Thursday, November 01, 2007

Urban water pricing

Today I have been at the Wodonga campus of La Trobe University attending an interesting workshop on urban water pricing.

John Quiggin introduced the major ideas of the workshop with an interesting paper presented by teleconferencing from the University of Queensland. The actual teleconferencing worked quite well from our perspective though John could not see us. He looks very different without his trademark beard!

John noted the role of increasing population and what seems to be a longer-term trend of reduced flows into the water catchments of Australia’s major cities in creating an urban water problem. His general perspective is that in the short-run restrictions on water use have strong effects but price changes affect mainly incomes not demand. Longer-term restrictions wear out in usefulness but price changes have a more substantial effect. Hence use restrictions for short-term water supply issues but longer-term rely on price. Using restrictions to address long-term water shortages also reduces the availability of a key policy instrument for addressing short-term crises.
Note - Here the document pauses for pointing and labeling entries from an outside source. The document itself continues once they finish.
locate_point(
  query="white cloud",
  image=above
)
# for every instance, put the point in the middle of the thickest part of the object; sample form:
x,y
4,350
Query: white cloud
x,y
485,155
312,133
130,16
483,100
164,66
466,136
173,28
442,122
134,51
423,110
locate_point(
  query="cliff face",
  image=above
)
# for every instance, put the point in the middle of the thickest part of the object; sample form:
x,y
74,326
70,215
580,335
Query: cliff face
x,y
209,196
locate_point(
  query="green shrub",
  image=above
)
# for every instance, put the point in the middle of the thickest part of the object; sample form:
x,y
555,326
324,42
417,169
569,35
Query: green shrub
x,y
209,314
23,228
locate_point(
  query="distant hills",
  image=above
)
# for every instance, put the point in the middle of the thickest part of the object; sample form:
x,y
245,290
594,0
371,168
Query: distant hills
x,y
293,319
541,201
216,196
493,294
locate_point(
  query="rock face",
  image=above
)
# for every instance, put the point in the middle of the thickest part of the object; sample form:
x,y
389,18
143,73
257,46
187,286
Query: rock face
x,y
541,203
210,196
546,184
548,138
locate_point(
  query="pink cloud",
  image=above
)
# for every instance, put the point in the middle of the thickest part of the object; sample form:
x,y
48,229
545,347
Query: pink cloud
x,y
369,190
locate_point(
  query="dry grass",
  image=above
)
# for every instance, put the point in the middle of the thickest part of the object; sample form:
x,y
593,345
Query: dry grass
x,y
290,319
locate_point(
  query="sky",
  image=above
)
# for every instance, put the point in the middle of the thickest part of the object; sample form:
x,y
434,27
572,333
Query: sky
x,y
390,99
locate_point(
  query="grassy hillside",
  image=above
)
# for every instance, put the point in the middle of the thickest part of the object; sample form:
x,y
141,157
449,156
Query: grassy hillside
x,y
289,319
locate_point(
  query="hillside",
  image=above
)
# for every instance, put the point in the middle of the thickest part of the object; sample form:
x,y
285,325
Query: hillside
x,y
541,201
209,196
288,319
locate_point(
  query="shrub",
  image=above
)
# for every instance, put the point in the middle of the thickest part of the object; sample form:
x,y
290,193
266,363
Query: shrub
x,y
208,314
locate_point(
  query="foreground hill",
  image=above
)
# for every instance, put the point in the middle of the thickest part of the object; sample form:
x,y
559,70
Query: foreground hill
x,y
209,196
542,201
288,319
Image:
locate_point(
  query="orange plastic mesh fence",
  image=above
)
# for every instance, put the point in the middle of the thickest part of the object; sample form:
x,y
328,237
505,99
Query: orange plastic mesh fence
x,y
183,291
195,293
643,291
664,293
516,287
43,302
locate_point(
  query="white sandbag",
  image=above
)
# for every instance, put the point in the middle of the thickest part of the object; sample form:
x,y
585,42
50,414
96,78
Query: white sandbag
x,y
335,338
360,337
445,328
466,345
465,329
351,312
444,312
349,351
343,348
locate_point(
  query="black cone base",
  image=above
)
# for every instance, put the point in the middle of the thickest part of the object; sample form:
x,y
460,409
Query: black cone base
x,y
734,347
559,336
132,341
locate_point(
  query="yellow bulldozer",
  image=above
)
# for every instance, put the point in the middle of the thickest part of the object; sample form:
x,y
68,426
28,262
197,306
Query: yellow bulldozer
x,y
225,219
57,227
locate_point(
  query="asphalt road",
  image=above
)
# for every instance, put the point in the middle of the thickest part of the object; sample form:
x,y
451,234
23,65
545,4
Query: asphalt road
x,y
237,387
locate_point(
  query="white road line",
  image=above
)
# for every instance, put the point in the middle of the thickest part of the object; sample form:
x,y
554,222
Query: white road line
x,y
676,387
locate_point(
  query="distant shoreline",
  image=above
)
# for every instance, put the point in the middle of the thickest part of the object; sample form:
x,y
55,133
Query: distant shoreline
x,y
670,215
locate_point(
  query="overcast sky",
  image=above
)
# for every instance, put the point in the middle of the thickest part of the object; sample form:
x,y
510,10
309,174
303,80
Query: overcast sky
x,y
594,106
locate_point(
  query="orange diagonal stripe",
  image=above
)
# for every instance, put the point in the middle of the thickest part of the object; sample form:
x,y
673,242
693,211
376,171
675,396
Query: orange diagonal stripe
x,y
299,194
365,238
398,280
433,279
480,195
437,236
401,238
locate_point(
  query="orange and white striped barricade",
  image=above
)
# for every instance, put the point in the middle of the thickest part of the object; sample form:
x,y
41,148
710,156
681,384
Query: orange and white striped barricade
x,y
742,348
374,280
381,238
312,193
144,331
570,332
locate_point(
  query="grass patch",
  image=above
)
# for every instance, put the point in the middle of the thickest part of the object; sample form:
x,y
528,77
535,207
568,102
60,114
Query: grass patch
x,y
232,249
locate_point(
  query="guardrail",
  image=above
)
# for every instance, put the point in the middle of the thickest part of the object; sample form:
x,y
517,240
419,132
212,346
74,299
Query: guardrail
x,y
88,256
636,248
He argued that everyone agrees that prices must rise. The limit to price rises is the backstop cost of recycling water or the use of desalination technology which John valued at about $1-50 per kilolitre. This backstop cost can be much lower if rural water users can sell their water to urban users as they potentially can in, for example, Melbourne.

John’s suggested pricing scheme was a two part pricing scheme that would allow families a 50 kiloliter allowance per family member free coupled with marginal cost pricing at around $1-50 per kilolitre beyond that. This is a demogrant proposal – a lump sum grant made to families on the basis of some demographic characteristic – in this case just the number of family members. The idea is that most people will consumer in excess of 50 kilolitres per year so most families will pay the long-run marginal cost of water use boosted to account for the cost of the free allowance – so the scheme will be self-funding.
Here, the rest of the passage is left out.